Von Karl Dedecius

Allen Gerüchten zum Trotz: Der literarische Dialog zwischen Polen und Deutschen hält an. Es genügt zu bedenken, was den Polen bei uns in den 20 Jahren seit 1959 literarisch alles geglückt ist, um daraus auf eine exemplarische Rezeption – nämlich auf die Qualität, nicht auf die Quantität bezogen – zu schließen.
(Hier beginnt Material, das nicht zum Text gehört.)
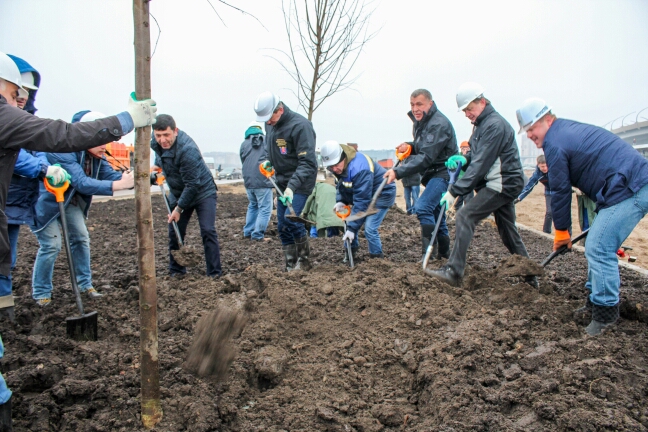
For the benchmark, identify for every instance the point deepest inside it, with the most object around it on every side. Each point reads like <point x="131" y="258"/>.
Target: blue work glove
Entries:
<point x="451" y="163"/>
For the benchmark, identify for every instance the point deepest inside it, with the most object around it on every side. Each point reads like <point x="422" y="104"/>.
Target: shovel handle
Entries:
<point x="58" y="191"/>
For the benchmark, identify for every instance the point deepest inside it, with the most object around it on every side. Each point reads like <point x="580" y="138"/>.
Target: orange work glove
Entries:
<point x="562" y="238"/>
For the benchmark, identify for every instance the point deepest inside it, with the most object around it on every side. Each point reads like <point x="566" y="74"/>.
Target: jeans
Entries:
<point x="411" y="196"/>
<point x="49" y="239"/>
<point x="206" y="210"/>
<point x="371" y="224"/>
<point x="258" y="214"/>
<point x="548" y="215"/>
<point x="483" y="204"/>
<point x="5" y="281"/>
<point x="427" y="207"/>
<point x="606" y="235"/>
<point x="5" y="393"/>
<point x="289" y="231"/>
Die Lyrik von Zbigniew Herbert und Tadeusz Röiewicz erreichte höchste Ehrungen, die Prosa von Andrzejewski, Gombrowicz und Bruno Schulz die größte Wertschätzung, die Werke von Janusz Korczak und Leszek Kolakowski durch den Frankfurter Friedenspreis internationales Ansehen, die Aphoristik von Stanislaw Jerzy Lee weltweite Nachahmung: Allein in der Bundesrepublik gab es rund 30 Auflagen mit 250 000 Exemplaren seiner Bücher, abgesehen von der Publikationswelle des wiederentdeckten Aphorismus – etwa 20 Buchausgaben deutscher „Lee-Nachfolger“ und „Schüler“. Ein ebensolches Phänomen ist die ungewöhnliche Verbreitung der science-fiction-Bibliothek (bei Suhrkamp/Insel inzwischen rund 20 Bände) des Stanislaw Lem.

Blütezeit der Germanistik

Nicht alle Deutschen lesen polnische Bücher – natürlich: Die Gemeinde der polonophilen Kenner wird immer klein sein, dazu ist diese Literatur viel zu hermetisch, was ihre Zielgruppe und ihre Zielsetzung betrifft. Aber es lesen ja auch nicht alle Polen deutsche Autoren. Betrachtet man aber die Sache volkswirtschaftlich-statistisch, so steht es um den deutsch-polnischen literarischen Warenaustausch gar nicht schlecht – besser sogar als um die Handelsbeziehungen: Die Bilanz des literarischen Austausches ist fast ausgeglichen. Nach polnischen. Erhebungen (Zbigniew Wasilewski, „Literatura“ Nr. 22/23/1977, Warschau) hat sich der kleine belletristische Grenzverkehr zwischen Polen und der Bundesrepublik in den letzten Jahren bei jährlich 20 bundesdeutschen Übersetzungen aus dem Polnischen und bei 22 polnischen Übersetzungen von Büchern aus der Bundesrepublik eingependelt. (Die polnischen Übertragungen beziehen allerdings eine stattliche Zahl klassischer, älterer Autoren ein, wogegen sich die deutschen Übersetzungen auf Titel der unmittelbaren Gegenwart beschränken.)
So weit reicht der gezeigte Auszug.